While Jobs was in the wilderness, he founded Pixar which was also very successful and goes to show that his genius is no fluke. Apple languished until they brought Jobs back. Since then, Apple has gone on to greater things. Steve Jobs is Apple.

Innovation is the lifeblood of business. You must always do something new or something better. Nature shows us this. You innovate, or you die. This is how some clever primates went on to leave the trees and build New York City. Then, there are alligators and crocodiles.

Alligators and crocodiles are very successful creatures. While other species have evolved and gone into extinction, alligators and crocodiles have remain unchanged for millions of years. Except for humanity, there has been no pressing need for these creatures to differentiate in order to survive.

In the business world, the aliigators are companies like Coca-Cola or Levi's that change very little from one generation to the next. We can toss in Hershey's chocolate or Wrigley's gum. All these organizations have to do is stick to what already works. Yet, all of these organizations have innovated in terms of distribution, production, marketing, or what have you. I would say that these organizations have a quality I would call "resilience." They can afford to make mistakes or have idiots in charge for awhile.

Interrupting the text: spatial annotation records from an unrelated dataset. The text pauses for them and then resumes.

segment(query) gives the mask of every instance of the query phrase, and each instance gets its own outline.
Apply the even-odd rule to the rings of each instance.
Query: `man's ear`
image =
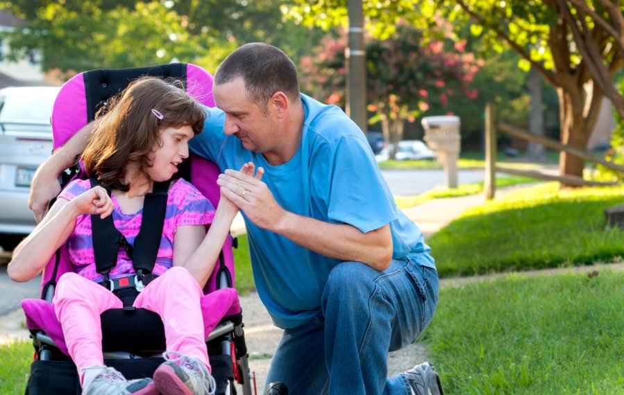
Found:
[[[288,96],[286,96],[286,94],[281,91],[276,91],[271,96],[269,103],[278,118],[286,116],[286,114],[288,112],[288,107],[290,106],[290,102],[288,100]]]

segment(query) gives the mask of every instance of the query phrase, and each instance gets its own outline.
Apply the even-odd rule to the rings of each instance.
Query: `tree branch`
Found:
[[[593,19],[594,21],[596,21],[597,24],[602,26],[602,28],[605,30],[609,32],[609,34],[612,35],[614,38],[618,39],[618,37],[622,37],[621,32],[618,32],[615,28],[614,28],[614,27],[612,25],[610,25],[609,24],[609,22],[605,21],[602,17],[601,17],[600,15],[598,15],[598,13],[596,12],[595,10],[593,10],[593,8],[589,7],[589,6],[587,5],[587,3],[585,2],[585,1],[584,1],[584,0],[568,0],[568,1],[570,1],[571,3],[572,3],[573,4],[574,4],[575,6],[576,6],[577,8],[581,8],[584,12],[586,12],[590,17],[591,17],[591,19]],[[609,8],[612,6],[612,4],[610,3],[605,2],[605,1],[602,1],[602,5],[605,7],[605,8],[606,8],[607,10],[607,12],[609,12],[609,16],[612,17],[611,12],[609,12]],[[605,3],[607,3],[607,4],[605,4]],[[618,14],[619,14],[619,12],[618,12]],[[620,15],[621,15],[621,14],[620,14]],[[621,45],[622,44],[621,43],[620,44]],[[623,47],[623,49],[624,49],[624,47]]]
[[[560,15],[570,26],[577,48],[583,57],[583,62],[587,65],[591,73],[594,83],[598,85],[598,87],[602,90],[605,96],[611,100],[618,114],[624,117],[624,98],[615,89],[611,73],[602,62],[603,55],[592,39],[591,34],[592,32],[585,23],[583,10],[577,10],[579,18],[576,20],[572,16],[566,0],[557,0],[557,2]],[[594,87],[594,89],[596,88],[596,87]]]
[[[530,55],[529,55],[524,50],[524,49],[518,45],[518,43],[512,40],[511,37],[509,37],[501,30],[497,28],[495,26],[488,25],[485,22],[485,19],[480,15],[477,14],[475,12],[471,10],[464,1],[464,0],[457,0],[457,1],[459,5],[459,7],[461,7],[462,10],[464,10],[469,15],[470,15],[471,18],[476,20],[482,25],[487,26],[489,28],[491,29],[495,33],[496,33],[496,35],[498,37],[500,37],[505,42],[507,42],[507,44],[509,44],[509,46],[511,46],[512,49],[514,49],[514,51],[517,52],[518,55],[524,58],[525,60],[528,60],[531,64],[531,66],[532,66],[535,68],[536,70],[539,71],[540,74],[543,76],[544,78],[546,78],[551,85],[555,87],[559,86],[559,83],[557,82],[555,76],[552,73],[546,70],[542,64],[531,59]]]

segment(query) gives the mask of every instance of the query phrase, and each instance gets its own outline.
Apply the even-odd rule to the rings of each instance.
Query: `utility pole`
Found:
[[[362,0],[347,0],[349,17],[347,63],[346,114],[366,132],[366,51],[364,47]]]

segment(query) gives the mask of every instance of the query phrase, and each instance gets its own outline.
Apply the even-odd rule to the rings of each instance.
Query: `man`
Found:
[[[213,94],[217,108],[191,148],[225,170],[217,182],[242,211],[258,294],[285,330],[267,383],[296,394],[441,393],[428,362],[387,377],[389,351],[430,321],[438,276],[362,132],[339,108],[301,94],[294,64],[270,45],[228,56]],[[35,211],[43,175],[71,164],[85,138],[40,170]],[[231,170],[249,161],[264,168],[262,181]]]

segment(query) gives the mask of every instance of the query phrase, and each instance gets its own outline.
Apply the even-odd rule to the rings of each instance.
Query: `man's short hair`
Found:
[[[299,99],[297,68],[279,49],[253,42],[236,49],[226,58],[214,73],[214,84],[229,82],[242,77],[247,96],[264,114],[267,103],[277,91],[283,91],[292,103]]]

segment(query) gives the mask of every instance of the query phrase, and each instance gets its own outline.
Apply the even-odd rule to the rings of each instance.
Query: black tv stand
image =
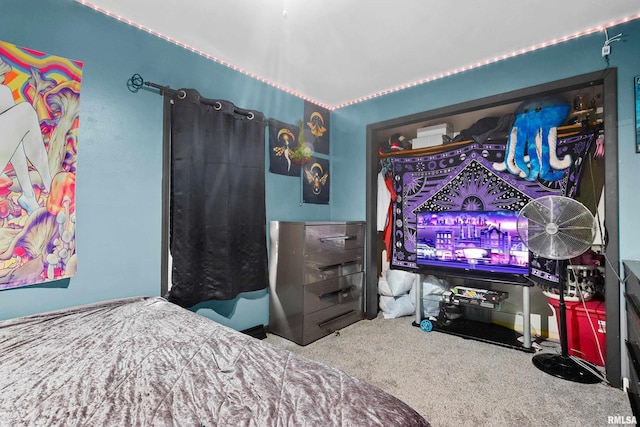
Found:
[[[431,330],[455,335],[465,339],[486,342],[490,344],[534,353],[535,349],[531,345],[531,314],[530,314],[530,286],[524,283],[513,283],[522,286],[522,311],[523,311],[523,334],[519,334],[513,329],[493,323],[480,322],[476,320],[460,319],[449,324],[444,322],[430,321]],[[422,279],[421,275],[416,275],[416,318],[412,323],[420,327],[422,318]],[[487,308],[489,309],[489,308]],[[520,341],[522,337],[522,341]]]

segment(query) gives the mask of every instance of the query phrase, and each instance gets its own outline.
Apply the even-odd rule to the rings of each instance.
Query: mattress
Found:
[[[339,370],[162,298],[0,322],[2,426],[428,426]]]

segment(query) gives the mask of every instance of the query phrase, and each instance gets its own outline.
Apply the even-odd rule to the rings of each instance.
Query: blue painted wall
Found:
[[[193,87],[205,97],[287,123],[303,117],[301,99],[72,0],[4,0],[0,40],[84,63],[78,273],[0,292],[0,319],[160,294],[162,97],[131,93],[126,82],[134,73],[172,88]],[[329,217],[329,206],[301,205],[299,180],[270,173],[266,180],[267,220]],[[198,312],[236,329],[267,324],[268,293],[203,304]]]
[[[640,74],[640,23],[611,29],[618,68],[621,258],[640,258],[634,197],[633,77]],[[0,40],[84,63],[77,184],[78,274],[0,292],[0,319],[132,295],[159,295],[162,98],[129,92],[134,73],[197,88],[288,123],[303,101],[72,0],[4,0]],[[267,220],[364,220],[366,125],[603,69],[604,35],[593,34],[510,60],[345,107],[331,117],[331,204],[302,205],[295,178],[267,173]],[[133,208],[133,209],[132,209]],[[237,329],[268,323],[268,295],[203,304],[199,313]]]

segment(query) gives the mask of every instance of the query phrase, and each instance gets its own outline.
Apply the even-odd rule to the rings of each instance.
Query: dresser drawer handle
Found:
[[[331,242],[333,240],[355,240],[357,239],[358,236],[330,236],[330,237],[321,237],[320,240],[321,242]]]
[[[343,294],[343,297],[347,297],[349,296],[349,292],[351,291],[351,289],[353,288],[353,286],[349,286],[348,288],[344,288],[344,289],[338,289],[337,291],[333,291],[333,292],[327,292],[326,294],[322,294],[320,295],[318,298],[321,300],[327,300],[327,299],[333,299],[334,297],[337,297],[340,294]]]
[[[332,268],[345,267],[347,265],[355,264],[356,262],[357,261],[353,260],[353,261],[339,262],[338,264],[321,265],[320,267],[318,267],[318,270],[320,271],[331,270]]]
[[[325,326],[327,326],[330,323],[335,322],[336,320],[342,319],[343,317],[347,317],[348,315],[350,315],[351,313],[355,312],[355,310],[349,310],[345,313],[342,314],[338,314],[337,316],[333,316],[325,321],[319,322],[318,323],[318,327],[319,328],[324,328]]]

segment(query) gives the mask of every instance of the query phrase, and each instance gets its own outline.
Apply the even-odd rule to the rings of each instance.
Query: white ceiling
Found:
[[[637,0],[76,1],[331,109],[640,18]]]

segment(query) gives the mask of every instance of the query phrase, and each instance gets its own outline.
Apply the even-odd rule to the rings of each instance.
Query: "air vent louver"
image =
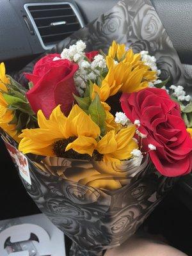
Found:
[[[84,25],[78,12],[69,3],[26,4],[24,7],[45,49]]]

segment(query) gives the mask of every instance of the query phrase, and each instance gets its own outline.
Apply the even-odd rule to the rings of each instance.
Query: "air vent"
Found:
[[[79,12],[70,3],[26,4],[24,8],[45,50],[84,26]]]

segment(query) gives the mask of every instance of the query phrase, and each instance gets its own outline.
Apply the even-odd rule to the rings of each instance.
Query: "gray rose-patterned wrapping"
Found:
[[[4,140],[15,147],[4,133]],[[73,241],[70,256],[99,256],[134,234],[177,180],[162,176],[147,156],[122,165],[56,157],[28,157],[31,185],[22,183],[40,211]],[[138,162],[139,161],[139,162]],[[121,188],[101,189],[67,179],[68,173],[110,166]],[[94,179],[93,176],[93,179]],[[110,177],[109,177],[110,182]]]
[[[149,0],[120,1],[52,52],[61,52],[79,39],[86,42],[87,51],[106,52],[113,40],[135,52],[148,51],[157,60],[162,79],[169,76],[170,83],[187,83],[177,54]],[[10,141],[7,136],[6,139]],[[21,178],[22,182],[42,212],[74,241],[70,256],[99,256],[104,250],[120,245],[137,230],[177,180],[161,175],[145,157],[140,167],[131,171],[130,163],[123,170],[113,166],[122,187],[101,189],[71,178],[80,169],[86,173],[89,168],[102,172],[98,162],[35,158],[29,159],[31,186]]]

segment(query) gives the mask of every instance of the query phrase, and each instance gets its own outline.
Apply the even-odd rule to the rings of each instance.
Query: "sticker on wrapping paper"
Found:
[[[6,141],[4,140],[3,140],[6,149],[11,156],[13,162],[15,163],[19,167],[20,176],[28,183],[31,185],[29,164],[27,157],[11,144]]]

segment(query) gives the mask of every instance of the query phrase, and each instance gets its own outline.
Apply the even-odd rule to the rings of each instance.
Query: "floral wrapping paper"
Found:
[[[3,134],[4,141],[17,147]],[[140,165],[129,161],[122,166],[56,157],[28,159],[31,185],[20,176],[22,182],[40,211],[74,242],[71,256],[102,255],[104,250],[124,243],[178,180],[160,175],[148,157]],[[80,177],[93,168],[101,174],[110,168],[122,188],[111,191],[81,184]],[[68,179],[68,173],[76,172],[79,180]],[[109,182],[111,177],[105,179]]]
[[[52,52],[60,52],[79,38],[86,43],[88,51],[105,51],[113,40],[135,52],[148,51],[157,60],[161,79],[170,76],[171,83],[188,83],[172,43],[148,0],[120,1]],[[31,185],[21,178],[26,189],[42,212],[74,242],[71,256],[100,255],[104,250],[124,243],[177,180],[161,175],[147,157],[140,167],[125,163],[123,168],[109,164],[109,169],[99,162],[58,157],[30,157],[29,164]],[[89,186],[90,180],[76,179],[77,173],[88,177],[90,168],[104,173],[109,182],[115,177],[122,188],[100,189]],[[108,170],[114,172],[112,176]]]

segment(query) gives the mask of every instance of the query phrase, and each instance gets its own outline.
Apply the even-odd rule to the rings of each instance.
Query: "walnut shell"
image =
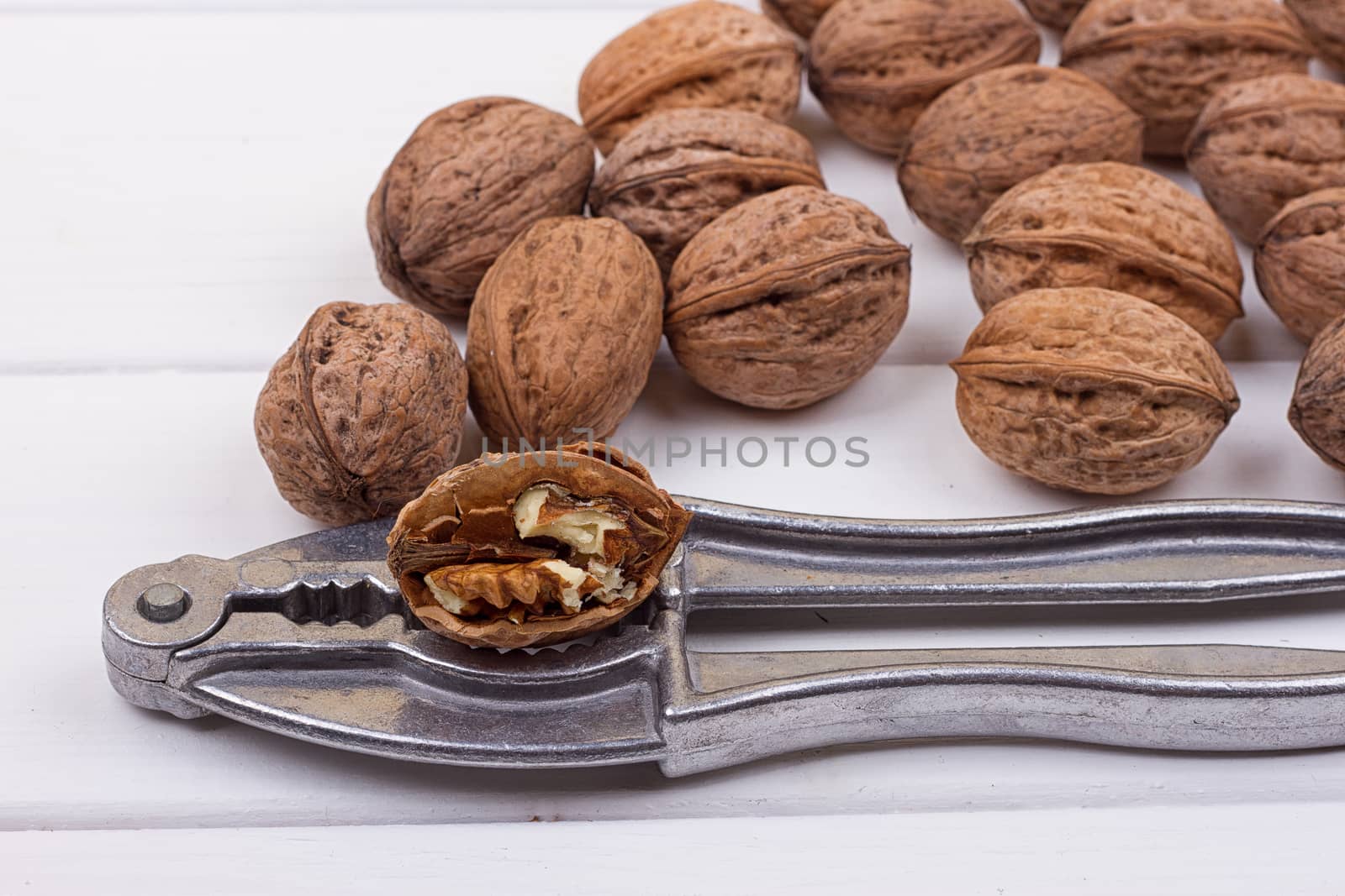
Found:
[[[894,156],[940,93],[1040,52],[1009,0],[839,0],[812,34],[808,89],[847,137]]]
[[[1340,0],[1284,0],[1317,55],[1345,71],[1345,4]]]
[[[655,12],[613,38],[580,77],[580,116],[603,154],[663,109],[742,109],[788,121],[803,59],[765,16],[717,0]]]
[[[1200,113],[1186,165],[1233,232],[1255,243],[1290,199],[1345,187],[1345,86],[1307,75],[1227,85]]]
[[[1028,15],[1057,31],[1064,31],[1079,16],[1088,0],[1022,0]]]
[[[539,220],[491,265],[467,321],[472,414],[487,437],[611,435],[648,377],[663,279],[611,218]]]
[[[815,187],[751,199],[672,265],[664,332],[697,383],[752,407],[812,404],[882,356],[907,317],[911,250]]]
[[[1329,322],[1307,347],[1289,422],[1317,457],[1345,470],[1345,316]]]
[[[330,525],[395,513],[452,465],[467,369],[409,305],[323,305],[266,376],[257,447],[296,510]]]
[[[562,486],[568,504],[601,509],[623,524],[604,533],[603,560],[635,586],[628,596],[578,611],[539,599],[537,591],[549,583],[538,562],[577,562],[565,541],[519,535],[515,502],[541,484]],[[387,567],[430,631],[483,647],[543,646],[609,626],[643,603],[690,519],[643,466],[600,443],[486,454],[444,473],[402,508],[387,536]],[[430,575],[471,590],[461,595],[469,613],[453,613],[436,598]]]
[[[1057,165],[995,200],[962,243],[981,310],[1030,289],[1138,296],[1213,341],[1243,316],[1243,267],[1213,210],[1137,165]]]
[[[833,3],[835,0],[761,0],[761,12],[777,26],[807,39]]]
[[[667,277],[687,240],[741,201],[780,187],[826,187],[807,137],[736,109],[674,109],[646,118],[589,188],[594,215],[629,227]]]
[[[593,142],[565,116],[483,97],[410,136],[369,199],[378,275],[428,312],[465,314],[495,257],[534,220],[584,211]]]
[[[1345,188],[1284,206],[1262,231],[1255,265],[1266,304],[1310,343],[1345,313]]]
[[[1064,163],[1138,164],[1143,122],[1088,78],[1007,66],[950,87],[916,120],[897,164],[911,210],[960,240],[1014,184]]]
[[[1190,469],[1237,410],[1200,333],[1104,289],[995,305],[952,368],[976,447],[1020,476],[1091,494],[1151,489]]]
[[[1306,73],[1313,51],[1275,0],[1095,0],[1069,26],[1060,64],[1145,117],[1145,152],[1180,156],[1224,83]]]

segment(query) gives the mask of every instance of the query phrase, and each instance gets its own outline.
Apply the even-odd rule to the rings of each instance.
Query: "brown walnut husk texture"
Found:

So, should we innovate? Or should we stick to the tried and true? The answer is that you still stick to innovation. Most ideas fail. But the ones that succeed make up for the failures. The fact is that alligators and crocodiles did have differentiation. It is just that nature did not favor those things much like the public did not favor New Coke. But alligators did not build New York City. Plus, a lot of the changes you can't see. Alligators and crocodiles are resilient to many sorts of germs and viruses. This can only be the result of evolution.

Nature and economics favors innovation. Bad ideas kill themselves in the short run. Good ideas survive for the long term. The key to success is to try a lot of different things and let the economics pick your winners for you. This is the secret behind indexing and venture capital firms. The winners bury the losers.

It takes discipline and courage to take productive capital from something that is already working and put into these experiments. But it was this lack of discipline that is costing GM while Toyota thrives. Both made SUV's, but Toyota was developing the Prius back when gas was cheap. Gas is now cheap again, but Toyota also has SUV's. They diversified. They tolerate the different because they never know when today's idiocy will be tomorrow's genius.

The enemies of innovation are those wedded to the status quo. These are the ones who pursue the policy of "one size fits all." I call these singular strategies. I am not fond of singular strategies. This doesn't mean that I don't think simple answers are not valuable. But I no longer believe in putting all your eggs into one basket.

Change happens no matter what. It is the way of the world. Apple is bigger than IBM. The new overcomes the old. And yes, alligators live, but it is because we choose to let them roam the swamps rather than become boots and handbags. And I can't count how many entrepreneurs who said their big break came when they got fired from some company.